Le cortège arrive. Un premier char s’avance comprenant hommes et femmes en costume traditionnels suivit d’une troupe d’homme chantant. Il comprendra geishas, tambours, trucs bizarres, personnes agés en cannotier, portes étendards, un gens joyeu qui danse, femmes déguisées en grue (non pas de chantier, l’animal) et enfin un dernier char orchestre. Fin. La foule se disperse et moi aussi, non sans un passage dans les boutiques alentours.
 
 
Montées d’adrénaline : Fujikyu.
Samedi matin, levé à sept heures. C’est tôt.

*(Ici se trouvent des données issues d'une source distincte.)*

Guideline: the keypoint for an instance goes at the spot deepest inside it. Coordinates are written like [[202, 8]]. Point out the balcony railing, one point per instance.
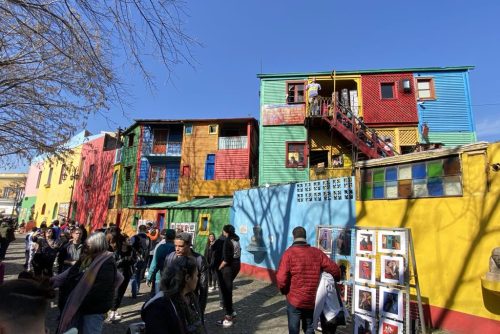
[[172, 149], [164, 187], [232, 143]]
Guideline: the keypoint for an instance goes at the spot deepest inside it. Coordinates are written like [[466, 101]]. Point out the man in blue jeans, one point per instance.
[[298, 276]]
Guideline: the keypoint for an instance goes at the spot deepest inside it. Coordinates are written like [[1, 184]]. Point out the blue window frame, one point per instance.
[[210, 167]]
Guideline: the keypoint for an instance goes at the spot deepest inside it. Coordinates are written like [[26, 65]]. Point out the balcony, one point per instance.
[[164, 187], [170, 149], [233, 143]]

Bus à huit heures quarante, arrivée sur place dix heures vingt. Fujikyu est un parc d’attraction situé tout proche du mont Fuji. Enfin je peux le voir de près. Majestueux. L’endroit est sympathique, attractions sur rails où très souvent vous vous retrouvez la tête en bas. Petit point noir, pas énormément d’attraction et donc de très long temps d’attente pour quasiment chacune d’entre elle. Le pire exemple, le Dodompa. Deux heures de file, les haut parleur ne donnant que deux notes de tambour différentes et tels des galériens romains zombis nous avançons à une vitesse d’escargot asthmatique. Do do pa… Do do pa… Do do pa assènent les baffles. Enfin à bord du train, fermement attaché, 1, 8 secondes seulement nous amène à une vitesse de 172 kilomètres heure et 50 secondes à notre point de départ. C’est vrai que c’est impressionant comme manège mais deux heures pour cinquante secondes…

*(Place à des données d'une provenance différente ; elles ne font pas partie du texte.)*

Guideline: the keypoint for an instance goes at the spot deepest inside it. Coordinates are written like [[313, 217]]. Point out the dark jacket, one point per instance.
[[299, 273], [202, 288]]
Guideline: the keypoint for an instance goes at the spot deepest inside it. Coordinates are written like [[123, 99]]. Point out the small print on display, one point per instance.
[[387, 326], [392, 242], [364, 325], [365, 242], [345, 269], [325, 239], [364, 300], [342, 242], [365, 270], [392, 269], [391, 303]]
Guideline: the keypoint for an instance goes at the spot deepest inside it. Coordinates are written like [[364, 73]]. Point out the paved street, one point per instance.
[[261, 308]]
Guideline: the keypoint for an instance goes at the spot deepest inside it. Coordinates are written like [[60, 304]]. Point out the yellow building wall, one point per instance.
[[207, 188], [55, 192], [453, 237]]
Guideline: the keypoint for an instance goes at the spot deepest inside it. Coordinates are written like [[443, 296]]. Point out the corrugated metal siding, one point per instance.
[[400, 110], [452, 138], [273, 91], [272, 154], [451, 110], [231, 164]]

Le plus impressionant est sans doute le Eejanaika. Encore mieux attaché que dans le précédant (et on comprendra pourquoi), celui-ci nous propose un parcours où suivre le cour normal des rails serait déjà troublant mais pour corser un peu l’histoire, les sièges tournent indépendament du reste. Présent dans le livre des records comme le manège qui détient le plus de renversement au monde, l’aventure est, il est vrai, décoiffante.

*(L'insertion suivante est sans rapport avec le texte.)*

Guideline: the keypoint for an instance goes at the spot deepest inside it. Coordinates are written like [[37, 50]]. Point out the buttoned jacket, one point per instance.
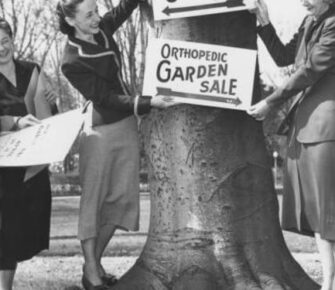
[[312, 85], [95, 69]]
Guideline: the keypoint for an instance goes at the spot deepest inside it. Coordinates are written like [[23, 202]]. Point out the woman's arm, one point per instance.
[[115, 17], [13, 123], [93, 88], [283, 55], [320, 59]]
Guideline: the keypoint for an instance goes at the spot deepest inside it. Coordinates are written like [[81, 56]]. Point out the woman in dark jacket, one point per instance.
[[24, 204], [109, 149], [309, 199]]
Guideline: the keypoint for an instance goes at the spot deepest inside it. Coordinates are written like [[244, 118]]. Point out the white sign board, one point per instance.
[[166, 9], [44, 143], [201, 74]]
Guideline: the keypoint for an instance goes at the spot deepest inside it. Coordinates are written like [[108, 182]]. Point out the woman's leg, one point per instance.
[[7, 272], [327, 260], [91, 267], [104, 236], [6, 279]]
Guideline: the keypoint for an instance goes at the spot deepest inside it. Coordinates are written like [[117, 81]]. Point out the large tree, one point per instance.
[[214, 211]]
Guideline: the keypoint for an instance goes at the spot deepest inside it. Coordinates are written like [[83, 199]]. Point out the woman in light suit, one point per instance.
[[309, 184]]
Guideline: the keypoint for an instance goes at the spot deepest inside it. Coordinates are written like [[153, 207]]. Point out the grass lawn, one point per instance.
[[60, 267]]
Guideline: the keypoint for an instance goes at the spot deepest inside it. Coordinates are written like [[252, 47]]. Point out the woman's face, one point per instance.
[[6, 47], [86, 20], [315, 7]]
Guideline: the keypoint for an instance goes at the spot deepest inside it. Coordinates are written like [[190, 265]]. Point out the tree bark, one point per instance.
[[214, 211]]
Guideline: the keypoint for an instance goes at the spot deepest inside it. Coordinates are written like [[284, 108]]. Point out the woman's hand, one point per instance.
[[162, 102], [260, 9], [26, 121], [260, 110], [50, 96]]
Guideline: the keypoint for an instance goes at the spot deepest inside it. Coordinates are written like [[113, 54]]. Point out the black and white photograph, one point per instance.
[[167, 144]]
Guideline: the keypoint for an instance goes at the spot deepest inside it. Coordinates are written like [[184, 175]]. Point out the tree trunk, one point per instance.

Pour se reposer un peu de toutes ces émotions, nous décidons de faire une petite halte dans un onsen tout proche. Comment décrire ça? Peut être que le synonyme d’onsen est bonheur. Il s’agit en fait des bains publics japonais. Hommes et femmes sont séparés par une grande cloison. Après une petite douche, la détente absolue dans ces grands bains chauds. Différents choix plus ou moins thérapeutiques, à jet, sauna, interieur ou exterieur. En exterieur, l’eau était à 45 degrés. Je pense que les écrevisses où homards ont, pour la plupart, une belle fin. Hélas, l’heure de retour approche, d’accord, on dormira dans le bus.
 
Saga Africa.
Dimanche c’était l’Africa fiesta à Hibya parc. Allons y faire un tour. Nombreux stands pour chaque pays, très bon couscous marocain. Concerts, danses. Petite curiosité quand même : la grande majorité des personnes tenant les stand, s’égosillant ou se remuant étaient… asiatiques… Petites déambulations alentours, jardin de l’empereur, grands magasins et pour finir, buffet à volonté dans un chic restaurant italiens (pasta et fruits, hummmmm)
 
Voilà une liste non exhaustive de mes activités passée. Les détentes au parc ou balades dans Shinjuku ont été laissées de côté. Il ne me reste plus que dix jours pour en profiter alors je vais y aller. A très bientôt!!